Let me translate that passage: “After the variables for human choice to select a less-than-optimal career path is accounted for, there is a pay gap, but it’s less than the numbers we want to promote, so while we are mentioning it to be ‘honest,’ this will be the only mention of it.”

There is also a subtle accounting trick being used here as well that you won’t see if you’re not looking for it. Have you noticed it?

Let me rewrite the last sentence from above and shift it to the same measurement value:

That is, after we controlled for all the factors included in our analysis that we found to affect earnings, college educated women working full time actually earned 93 percent of what their male peers did one year out of college.

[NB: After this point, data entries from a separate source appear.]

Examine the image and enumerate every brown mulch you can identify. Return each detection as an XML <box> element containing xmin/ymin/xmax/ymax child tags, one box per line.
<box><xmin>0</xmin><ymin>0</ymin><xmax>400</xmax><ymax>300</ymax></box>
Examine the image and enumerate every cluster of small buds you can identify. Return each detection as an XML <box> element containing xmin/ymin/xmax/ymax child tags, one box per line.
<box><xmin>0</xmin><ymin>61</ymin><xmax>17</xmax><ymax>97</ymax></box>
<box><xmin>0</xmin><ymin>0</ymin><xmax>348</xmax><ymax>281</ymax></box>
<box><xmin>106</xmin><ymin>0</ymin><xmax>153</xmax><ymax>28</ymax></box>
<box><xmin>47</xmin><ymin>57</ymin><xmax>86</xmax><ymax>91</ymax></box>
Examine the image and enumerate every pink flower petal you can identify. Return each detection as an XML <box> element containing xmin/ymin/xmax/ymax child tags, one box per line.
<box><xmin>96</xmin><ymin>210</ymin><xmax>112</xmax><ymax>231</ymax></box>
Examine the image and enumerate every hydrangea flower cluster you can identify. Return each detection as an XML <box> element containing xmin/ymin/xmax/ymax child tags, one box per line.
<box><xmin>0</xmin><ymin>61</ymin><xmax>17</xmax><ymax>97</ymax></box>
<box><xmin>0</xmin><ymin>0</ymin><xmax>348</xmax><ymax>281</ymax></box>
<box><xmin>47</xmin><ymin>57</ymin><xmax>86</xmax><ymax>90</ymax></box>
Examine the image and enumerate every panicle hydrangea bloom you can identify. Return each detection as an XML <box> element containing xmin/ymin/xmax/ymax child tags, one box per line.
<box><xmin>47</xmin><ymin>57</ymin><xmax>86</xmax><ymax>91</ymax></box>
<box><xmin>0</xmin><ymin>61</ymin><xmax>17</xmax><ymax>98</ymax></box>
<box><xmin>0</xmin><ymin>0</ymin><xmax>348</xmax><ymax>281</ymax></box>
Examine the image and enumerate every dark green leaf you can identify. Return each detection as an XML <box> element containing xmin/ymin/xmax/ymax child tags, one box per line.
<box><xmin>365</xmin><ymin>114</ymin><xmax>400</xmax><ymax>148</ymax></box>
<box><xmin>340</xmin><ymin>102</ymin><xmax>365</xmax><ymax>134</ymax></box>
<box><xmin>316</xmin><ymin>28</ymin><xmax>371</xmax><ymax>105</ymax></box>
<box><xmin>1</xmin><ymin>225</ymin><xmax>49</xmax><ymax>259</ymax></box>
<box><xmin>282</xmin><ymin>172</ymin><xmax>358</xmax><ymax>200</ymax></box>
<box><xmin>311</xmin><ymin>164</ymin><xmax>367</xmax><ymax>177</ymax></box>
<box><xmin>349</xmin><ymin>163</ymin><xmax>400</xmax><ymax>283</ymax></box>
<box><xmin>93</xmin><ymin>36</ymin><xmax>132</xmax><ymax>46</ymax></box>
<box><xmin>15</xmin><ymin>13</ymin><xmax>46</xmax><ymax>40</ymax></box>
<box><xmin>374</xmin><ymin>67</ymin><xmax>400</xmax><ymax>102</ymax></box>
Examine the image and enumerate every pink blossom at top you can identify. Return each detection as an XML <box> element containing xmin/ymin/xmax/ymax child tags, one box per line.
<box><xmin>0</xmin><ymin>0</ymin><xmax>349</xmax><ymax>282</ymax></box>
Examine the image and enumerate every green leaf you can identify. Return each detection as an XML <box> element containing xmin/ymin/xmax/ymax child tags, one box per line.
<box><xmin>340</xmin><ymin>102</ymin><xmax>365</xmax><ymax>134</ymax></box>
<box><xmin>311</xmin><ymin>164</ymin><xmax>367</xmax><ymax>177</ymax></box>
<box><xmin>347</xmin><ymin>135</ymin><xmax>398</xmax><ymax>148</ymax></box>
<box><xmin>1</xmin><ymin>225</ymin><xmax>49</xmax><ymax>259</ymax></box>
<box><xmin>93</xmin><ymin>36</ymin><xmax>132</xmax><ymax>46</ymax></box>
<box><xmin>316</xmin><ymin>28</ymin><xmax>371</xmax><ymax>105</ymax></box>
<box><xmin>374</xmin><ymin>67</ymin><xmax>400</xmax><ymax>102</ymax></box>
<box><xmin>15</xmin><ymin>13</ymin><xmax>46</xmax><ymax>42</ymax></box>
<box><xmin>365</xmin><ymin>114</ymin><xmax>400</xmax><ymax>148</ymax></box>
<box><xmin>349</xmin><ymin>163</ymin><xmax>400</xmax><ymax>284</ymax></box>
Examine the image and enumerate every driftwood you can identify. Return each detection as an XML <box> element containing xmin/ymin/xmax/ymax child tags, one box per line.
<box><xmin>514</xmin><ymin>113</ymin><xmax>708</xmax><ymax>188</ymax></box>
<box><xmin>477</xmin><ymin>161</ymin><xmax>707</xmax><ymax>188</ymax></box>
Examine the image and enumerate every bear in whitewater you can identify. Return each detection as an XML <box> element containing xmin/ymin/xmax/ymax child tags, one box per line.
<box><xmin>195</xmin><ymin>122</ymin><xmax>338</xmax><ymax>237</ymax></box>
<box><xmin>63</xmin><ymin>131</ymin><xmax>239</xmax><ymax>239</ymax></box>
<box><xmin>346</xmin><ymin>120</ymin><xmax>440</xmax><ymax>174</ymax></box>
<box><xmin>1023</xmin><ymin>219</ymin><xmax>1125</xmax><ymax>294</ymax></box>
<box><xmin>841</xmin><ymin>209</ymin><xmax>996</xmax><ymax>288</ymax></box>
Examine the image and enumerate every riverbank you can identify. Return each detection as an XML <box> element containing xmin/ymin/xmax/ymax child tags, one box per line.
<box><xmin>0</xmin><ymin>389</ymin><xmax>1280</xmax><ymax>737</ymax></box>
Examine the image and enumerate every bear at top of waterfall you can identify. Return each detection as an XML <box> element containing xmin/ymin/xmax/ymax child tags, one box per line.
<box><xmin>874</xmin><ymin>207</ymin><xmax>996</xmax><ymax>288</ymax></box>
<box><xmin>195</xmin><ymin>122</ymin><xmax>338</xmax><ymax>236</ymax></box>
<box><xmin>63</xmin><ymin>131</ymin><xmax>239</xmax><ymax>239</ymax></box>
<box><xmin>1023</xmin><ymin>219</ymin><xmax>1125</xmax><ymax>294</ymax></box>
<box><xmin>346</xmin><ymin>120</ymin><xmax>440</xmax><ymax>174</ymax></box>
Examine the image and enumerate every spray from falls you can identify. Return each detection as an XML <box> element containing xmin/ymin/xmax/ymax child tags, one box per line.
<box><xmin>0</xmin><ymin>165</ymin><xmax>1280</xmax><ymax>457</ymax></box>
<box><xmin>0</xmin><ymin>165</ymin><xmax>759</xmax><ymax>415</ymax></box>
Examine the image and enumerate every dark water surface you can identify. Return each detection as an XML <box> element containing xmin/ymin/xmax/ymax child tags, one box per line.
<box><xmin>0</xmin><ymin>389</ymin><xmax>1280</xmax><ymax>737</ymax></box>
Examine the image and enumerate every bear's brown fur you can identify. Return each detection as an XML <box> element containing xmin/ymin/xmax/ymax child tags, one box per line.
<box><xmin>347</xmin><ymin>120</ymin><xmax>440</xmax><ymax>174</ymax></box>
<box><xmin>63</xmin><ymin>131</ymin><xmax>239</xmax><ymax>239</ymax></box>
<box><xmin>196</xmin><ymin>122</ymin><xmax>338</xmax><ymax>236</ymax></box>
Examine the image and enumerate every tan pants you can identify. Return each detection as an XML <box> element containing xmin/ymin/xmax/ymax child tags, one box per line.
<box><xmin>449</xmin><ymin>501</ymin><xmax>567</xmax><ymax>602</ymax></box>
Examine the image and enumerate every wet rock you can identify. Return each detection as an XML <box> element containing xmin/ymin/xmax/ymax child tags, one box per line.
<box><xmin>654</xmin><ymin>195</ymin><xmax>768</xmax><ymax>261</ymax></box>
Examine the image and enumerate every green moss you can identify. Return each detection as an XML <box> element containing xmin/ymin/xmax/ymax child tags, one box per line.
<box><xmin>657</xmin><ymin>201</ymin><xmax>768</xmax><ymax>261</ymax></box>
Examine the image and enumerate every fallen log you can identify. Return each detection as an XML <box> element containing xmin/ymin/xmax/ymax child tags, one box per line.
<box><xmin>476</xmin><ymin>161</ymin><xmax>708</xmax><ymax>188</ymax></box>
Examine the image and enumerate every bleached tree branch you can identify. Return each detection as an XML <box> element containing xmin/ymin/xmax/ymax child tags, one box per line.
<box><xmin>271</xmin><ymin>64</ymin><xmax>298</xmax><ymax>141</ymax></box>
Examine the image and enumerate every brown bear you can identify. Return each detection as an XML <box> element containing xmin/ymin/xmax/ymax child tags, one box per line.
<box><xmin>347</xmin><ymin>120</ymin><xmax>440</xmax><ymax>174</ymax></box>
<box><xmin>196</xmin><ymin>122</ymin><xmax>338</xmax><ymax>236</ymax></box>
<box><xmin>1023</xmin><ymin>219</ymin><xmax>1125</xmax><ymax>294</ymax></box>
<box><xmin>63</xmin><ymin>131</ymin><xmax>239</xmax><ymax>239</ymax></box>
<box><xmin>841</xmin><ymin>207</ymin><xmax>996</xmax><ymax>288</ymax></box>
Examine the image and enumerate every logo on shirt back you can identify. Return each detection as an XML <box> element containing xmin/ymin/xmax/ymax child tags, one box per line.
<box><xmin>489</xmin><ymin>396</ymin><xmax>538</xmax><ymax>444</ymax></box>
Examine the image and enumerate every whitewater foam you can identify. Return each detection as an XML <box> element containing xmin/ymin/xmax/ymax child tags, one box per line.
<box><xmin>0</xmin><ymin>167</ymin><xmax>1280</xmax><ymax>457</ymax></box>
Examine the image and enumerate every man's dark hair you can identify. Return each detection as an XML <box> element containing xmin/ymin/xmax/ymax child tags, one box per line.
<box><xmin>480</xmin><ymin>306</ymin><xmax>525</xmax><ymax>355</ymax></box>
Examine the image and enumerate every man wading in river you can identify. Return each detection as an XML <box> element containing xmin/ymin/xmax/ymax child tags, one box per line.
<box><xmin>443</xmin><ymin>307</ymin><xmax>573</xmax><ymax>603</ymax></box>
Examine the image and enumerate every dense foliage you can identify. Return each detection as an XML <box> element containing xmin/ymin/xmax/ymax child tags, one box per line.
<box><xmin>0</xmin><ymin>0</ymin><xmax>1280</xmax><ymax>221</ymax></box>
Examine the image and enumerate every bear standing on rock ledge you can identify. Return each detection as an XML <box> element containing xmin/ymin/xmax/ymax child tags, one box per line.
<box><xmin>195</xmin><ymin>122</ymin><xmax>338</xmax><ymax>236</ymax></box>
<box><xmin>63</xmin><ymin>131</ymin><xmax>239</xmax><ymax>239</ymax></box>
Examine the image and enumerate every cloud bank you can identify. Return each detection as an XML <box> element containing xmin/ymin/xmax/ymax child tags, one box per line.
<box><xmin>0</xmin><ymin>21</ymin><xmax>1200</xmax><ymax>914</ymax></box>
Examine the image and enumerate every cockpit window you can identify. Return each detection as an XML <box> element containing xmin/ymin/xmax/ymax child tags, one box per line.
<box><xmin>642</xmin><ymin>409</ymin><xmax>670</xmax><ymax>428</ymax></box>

Compare “Women makes 77 percent of what a man makes,” and “Women really make 7 percent less than a man,” versus “Women makes 77 percent of what a man makes,” and “Women really makes 93 percent of what a man makes,”

Does that not change the whole context of the case? It sounds very different and a whole lot better than the doom and gloom AAUW is pushing, does it not? In my pinned post conclusion I do state that we should work toward eliminating that 7 percent difference.

Just as an aside, what is AAUW's "solution" to this "problem"? You guessed it. Government intervention by way of laws and regulations to mandate equal pay.

This is why when you see a lot of graphs and numbers being thrown around, it always merits a second, hard and detailed look at the raw data.